OIL PRICES: IEA Says $80 Oil Reflects Concern Over Winter Supply

The International Energy Agency, an adviser to 26 industrialized nations, said oil prices above $80 a barrel are the result of a lack of confidence stockpiles will be replenished during the Northern Hemisphere's winter.

Prices have risen even after OPEC announced a production increase one month ago, the Paris-based IEA said in a monthly report today. World demand in 2008 will be 87.99 million barrels a day, it said, little changed from its previous assessment.

``The price reflects what's going to happen in the future,'' Lawrence Eagles, lead author of the report, said in a telephone interview today. ``Stockpiles are tighter than they were. People want to know if it is tight in the fourth quarter, are they going to be replenished in the first quarter?''

Industry stockpiles of crude and oil products in the world's most developed economies shrank by 21 million and 27.4 million barrels in August and September respectively. That contributed to an average stockpile decline of 360,000 barrels a day during the third quarter, counter to the trend of the last five years, when inventories on average rose 280,000 barrels a day, the IEA said.

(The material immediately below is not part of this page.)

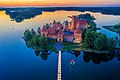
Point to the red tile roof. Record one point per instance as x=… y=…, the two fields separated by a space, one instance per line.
x=60 y=31
x=82 y=22
x=78 y=30
x=44 y=28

Crude oil futures reached a record $83.90 a barrel in New York on Sept. 20 and traded as high as $82.33 today amid concern extra oil from the Organization of Petroleum Exporting Countries will come too late to replenish winter stockpiles in the U.S. and Europe.

Forward cover, or the number of days commercial inventories of fuel in Organization for Economic Cooperation and Development nations would last without additional supply, fell below a five- year average at the end of August, to 53.5 days, the report said.

Falling U.S. Stockpiles
Heating oil and diesel inventories in the U.S. fell 1.2 million barrels in the week ended Sept. 28 and analysts expect them to fall farther when the U.S. Energy Department announces its weekly inventory report later today. U.S. stockpiles of those fuels are more than 10 percent below year-ago levels.

``The draw in distillates in the U.S. is something to be concerned about,'' said Kevin Blemkin, a broker with MF Global Ltd. in London. ``People are saying this will be a warm winter, but that could change. If these stocks aren't building, we'll have problems.''

Additional economic assessments from the International Monetary Fund and the OECD will ``shed more light on the consequences of the U.S. subprime crisis,'' the report said. ``The threat that housing-market weakness may depress oil demand next year appears to have been pushed to one side.''

Subprime Impact
The U.S. Federal Reserve lowered the cost of borrowing by half a percentage point on Sept. 18 in a bid to slow an economic decline after a tightening in the country's credit markets.

Goldman, Sachs & Co. economists last month cut their forecast for U.S. economic growth in 2008 to 1.8 percent from 2.4 percent after the collapse of the mortgage market increased the potential for a sell-off in credit markets.

``The recent interest rate cut indicates that U.S. policy makers consider that subprime-induced downside threats to economic growth outweigh inflationary risks,'' the IEA report said.

The IEA's world oil demand outlook for 2007 was left little changed, at 85.91 million barrels a day, versus its previous forecast of 85.92 million barrels. Fourth-quarter demand was lowered by 200,000 barrels a day, in part because of downward revisions in gasoline demand data in the U.S.

Production of crude oil by OPEC's 12 members, including new member Angola, rose 240,000 barrels a day in September to an average 30.65 million barrels a day, the IEA estimated.

Saudi Arabia, Iraq
Saudi Arabian crude output rose 50,000 barrels a day last month, to 8.37 million barrels a day, while Iraqi supply rose 190,000 barrels a day to 2.18 million barrels a day, the IEA said.

Excluding Angola and Iraq, which are exempt from OPEC's output targets, the producer group pumped 26.82 million barrels a day last month, a gain of 40,000 barrels daily, the report said.

The ``call on OPEC,'' an IEA estimate of how much crude is needed from the exporter group to balance global markets, was reduced by 100,000 barrels a day for the fourth quarter of this year to 32.2 million barrels a day, in part because of an upward revision to the amount of oil that non-OPEC Russia supplies.

Crude prices in New York have averaged $66.88 a barrel in New York so far this year, compared with an average $26.12 a barrel in 2002.